Wednesday, April 25, 2007

When do you know it's time to leave your job?

I thought this article was interesting, and relevant to young professionals. How do you know when it's time to leave? Read on...

Wrong Job, Move On!
How do you know when it's time to leave your job? When you begin laughing at your supervisors.
by Susan Marie Groppi
At my last job, I knew the time had come to leave when I laughed out loud at my supervisor during a meeting. He'd called a few of us together to explain a new office initiative. "It's going to mean some changes for how we do things," he said, "but I think it can be very positive for us, very exciting."

I couldn't help it. I just started laughing. He had used those exact same words so often, usually to prepare us for some large-scale project in which our department did all of the work and another department got all of the credit. This time, everything just seemed so ridiculous - especially the fact that he really expected us to think this new project was positive and exciting, when experience so clearly showed that it would be neither. Something had to change. The department wasn't going to change and management was unlikely to depart, so it was clearly time for me to leave.

Not everyone lands in the right job right out of school. There must be people who find the jobs of their dreams straight after graduation -- I even know one or two of them - but they're the exceptions, not the rule. Most of us have to take a few tries, make a few mistakes, and figure it out bit by bit as we go along. A job that looks great may turn out different than advertised, and even a job that's right for you at first may no longer be ideal as you change and your life changes. The important thing is to recognize when you're in the wrong situation and find a way out of it.

One common sign that you and your job aren't well matched is when you just can't make it to work at any reasonable hour. Everyone is delayed sometimes; everyone has mornings when the alarm clock is the enemy. It's only a problem when it becomes a pattern when every morning you're finding, as one friend of mine did, an endless string of things to do rather than go to work. If you're vacuuming the living room, watching cartoons, baking cookies, waxing your car, or even staring at the walls just to avoid facing another morning at the office, you're clearly not in the right place.

Sometimes the problem is larger, though. What if you're not only in the wrong job, but the wrong line of work? It happens, more often than you might think. It's very easy upon graduation to take the path of least resistance, to accept the job you know you can do well rather than the one that challenges you. It's easy to misjudge your interests, or to need more time to find the path that's right for you.

So how do you know when you need a bigger change than just a new job? There are a few easy signs; if you have a particular interest outside of work that consistently holds your attention better than your job does, for instance. If you've had a string of bad employment experiences in your field, you're probably in the wrong field.

The best thing to do is to write a list of things you don't like in your current job. If they're mostly things that are likely to be different with a new employer (shorter commute, higher salary, different management structure), then you probably don't have a problem with the field that you're in. But if your list includes a lot of elements that aren't specific to your present job - if you want to be doing something more creative, for example - then you might need to start thinking about an entirely different track.

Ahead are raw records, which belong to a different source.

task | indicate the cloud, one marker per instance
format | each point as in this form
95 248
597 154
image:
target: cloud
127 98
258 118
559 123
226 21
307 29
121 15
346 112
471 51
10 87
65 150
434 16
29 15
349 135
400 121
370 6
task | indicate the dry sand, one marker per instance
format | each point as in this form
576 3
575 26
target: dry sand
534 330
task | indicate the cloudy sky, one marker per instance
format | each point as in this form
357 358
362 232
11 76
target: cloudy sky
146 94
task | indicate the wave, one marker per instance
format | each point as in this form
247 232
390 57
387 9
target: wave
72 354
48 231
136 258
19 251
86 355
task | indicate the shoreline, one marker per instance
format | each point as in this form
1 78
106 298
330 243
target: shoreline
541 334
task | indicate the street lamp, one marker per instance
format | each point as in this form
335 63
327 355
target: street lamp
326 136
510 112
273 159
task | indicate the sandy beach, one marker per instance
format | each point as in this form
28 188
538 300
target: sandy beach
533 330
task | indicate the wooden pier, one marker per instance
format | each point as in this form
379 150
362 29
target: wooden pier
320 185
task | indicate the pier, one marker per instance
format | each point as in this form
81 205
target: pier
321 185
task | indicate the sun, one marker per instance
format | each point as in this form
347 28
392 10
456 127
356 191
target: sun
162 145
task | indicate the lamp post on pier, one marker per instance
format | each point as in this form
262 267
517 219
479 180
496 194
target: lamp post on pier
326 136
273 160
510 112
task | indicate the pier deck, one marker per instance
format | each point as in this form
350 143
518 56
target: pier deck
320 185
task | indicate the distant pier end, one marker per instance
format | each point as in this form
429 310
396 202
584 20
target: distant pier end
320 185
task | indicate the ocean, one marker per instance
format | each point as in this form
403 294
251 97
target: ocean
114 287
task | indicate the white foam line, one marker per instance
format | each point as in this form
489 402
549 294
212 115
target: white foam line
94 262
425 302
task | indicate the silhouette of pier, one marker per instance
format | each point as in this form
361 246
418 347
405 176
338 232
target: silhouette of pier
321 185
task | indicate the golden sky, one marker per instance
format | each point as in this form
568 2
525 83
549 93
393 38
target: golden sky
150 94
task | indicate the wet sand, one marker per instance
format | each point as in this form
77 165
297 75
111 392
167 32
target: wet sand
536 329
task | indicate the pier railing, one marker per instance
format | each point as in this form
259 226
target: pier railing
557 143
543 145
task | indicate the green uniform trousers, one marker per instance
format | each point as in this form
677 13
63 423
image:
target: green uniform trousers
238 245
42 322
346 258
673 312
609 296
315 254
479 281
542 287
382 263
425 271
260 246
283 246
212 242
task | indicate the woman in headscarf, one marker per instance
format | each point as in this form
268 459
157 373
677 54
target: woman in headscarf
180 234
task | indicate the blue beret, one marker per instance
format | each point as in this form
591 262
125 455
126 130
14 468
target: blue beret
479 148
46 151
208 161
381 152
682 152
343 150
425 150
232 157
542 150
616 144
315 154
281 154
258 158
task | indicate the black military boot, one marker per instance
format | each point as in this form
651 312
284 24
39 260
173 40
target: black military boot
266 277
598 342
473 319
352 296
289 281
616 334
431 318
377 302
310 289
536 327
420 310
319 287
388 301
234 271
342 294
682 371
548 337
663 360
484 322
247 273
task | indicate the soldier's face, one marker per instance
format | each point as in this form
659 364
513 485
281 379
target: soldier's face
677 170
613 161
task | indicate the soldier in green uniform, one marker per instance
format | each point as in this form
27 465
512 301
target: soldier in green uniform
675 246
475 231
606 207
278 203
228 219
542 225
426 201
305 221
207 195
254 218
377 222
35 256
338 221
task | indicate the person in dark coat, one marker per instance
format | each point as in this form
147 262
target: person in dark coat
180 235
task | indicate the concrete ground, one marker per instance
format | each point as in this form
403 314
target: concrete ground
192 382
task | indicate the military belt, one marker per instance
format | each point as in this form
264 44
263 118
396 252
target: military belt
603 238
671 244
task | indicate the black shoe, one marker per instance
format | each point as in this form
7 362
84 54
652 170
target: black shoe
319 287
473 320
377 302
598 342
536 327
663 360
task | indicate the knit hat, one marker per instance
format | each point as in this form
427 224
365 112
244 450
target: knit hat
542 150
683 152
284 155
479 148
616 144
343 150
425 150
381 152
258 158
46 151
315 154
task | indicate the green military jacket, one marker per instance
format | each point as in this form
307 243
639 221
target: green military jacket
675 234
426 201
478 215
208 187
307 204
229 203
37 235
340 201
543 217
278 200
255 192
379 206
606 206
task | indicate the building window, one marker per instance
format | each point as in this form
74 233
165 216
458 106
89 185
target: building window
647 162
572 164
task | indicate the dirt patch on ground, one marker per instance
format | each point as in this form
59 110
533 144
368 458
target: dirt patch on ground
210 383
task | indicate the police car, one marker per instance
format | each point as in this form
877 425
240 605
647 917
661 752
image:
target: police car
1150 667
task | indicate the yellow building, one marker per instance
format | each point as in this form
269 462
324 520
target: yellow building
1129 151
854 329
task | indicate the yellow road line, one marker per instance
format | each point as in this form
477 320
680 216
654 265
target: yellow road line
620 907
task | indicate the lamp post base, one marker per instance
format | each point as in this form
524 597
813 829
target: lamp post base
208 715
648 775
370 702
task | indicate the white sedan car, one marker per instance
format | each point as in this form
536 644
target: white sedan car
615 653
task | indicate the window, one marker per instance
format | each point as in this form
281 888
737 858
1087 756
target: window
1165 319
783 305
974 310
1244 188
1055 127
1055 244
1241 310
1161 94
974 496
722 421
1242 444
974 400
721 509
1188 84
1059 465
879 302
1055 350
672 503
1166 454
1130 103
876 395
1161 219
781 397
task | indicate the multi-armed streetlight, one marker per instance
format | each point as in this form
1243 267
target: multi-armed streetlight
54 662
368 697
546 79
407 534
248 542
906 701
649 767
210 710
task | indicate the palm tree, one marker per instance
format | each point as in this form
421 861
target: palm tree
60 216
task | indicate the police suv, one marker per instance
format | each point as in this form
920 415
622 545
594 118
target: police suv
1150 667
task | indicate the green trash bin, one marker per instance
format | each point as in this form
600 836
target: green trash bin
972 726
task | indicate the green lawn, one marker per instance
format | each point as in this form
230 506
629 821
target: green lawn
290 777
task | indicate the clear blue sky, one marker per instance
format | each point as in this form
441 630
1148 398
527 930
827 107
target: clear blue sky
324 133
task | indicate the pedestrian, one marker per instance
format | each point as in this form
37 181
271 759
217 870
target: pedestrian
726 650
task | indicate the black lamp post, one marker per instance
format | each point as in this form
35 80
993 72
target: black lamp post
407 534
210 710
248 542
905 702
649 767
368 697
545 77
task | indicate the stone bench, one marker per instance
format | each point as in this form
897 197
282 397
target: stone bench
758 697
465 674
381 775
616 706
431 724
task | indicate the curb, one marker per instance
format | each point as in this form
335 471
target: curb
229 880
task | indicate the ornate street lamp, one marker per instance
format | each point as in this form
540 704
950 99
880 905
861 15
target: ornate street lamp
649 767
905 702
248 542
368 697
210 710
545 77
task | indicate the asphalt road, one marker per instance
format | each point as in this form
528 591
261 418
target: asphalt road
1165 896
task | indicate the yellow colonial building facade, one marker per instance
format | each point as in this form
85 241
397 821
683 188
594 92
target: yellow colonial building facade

Keep in mind that it's okay to switch jobs - if you didn't know at twenty-one or twenty-two what you wanted to do with the rest of your life, that's fine. It's never too late to make a change. Whether you got it right on the first try (or second or third) isn't important; what's critical is that you find something that helps you triumph over the alarm clock most days because you can't wait to get to work.

2 comments:

Abby said...

Thanks for sharing this article Katie. I like hearing that other people didn't get it right on the first try either. It's one of those things that's more prevalent than we realize, but not everyone is brave enough to talk about it.

Anonymous said...

Nice post. I would like to add: One thing that pushed me to search for a new job was a company gone static. When salaries freeze, change never happens, and the same people have been in charge for the past 30 years, its time to get out of there. Ive been with this company for 3 years. They have been around for 100 years but they are not progressing. They are so stuck in there ways I cannot work in the stone age. So, I got a new job!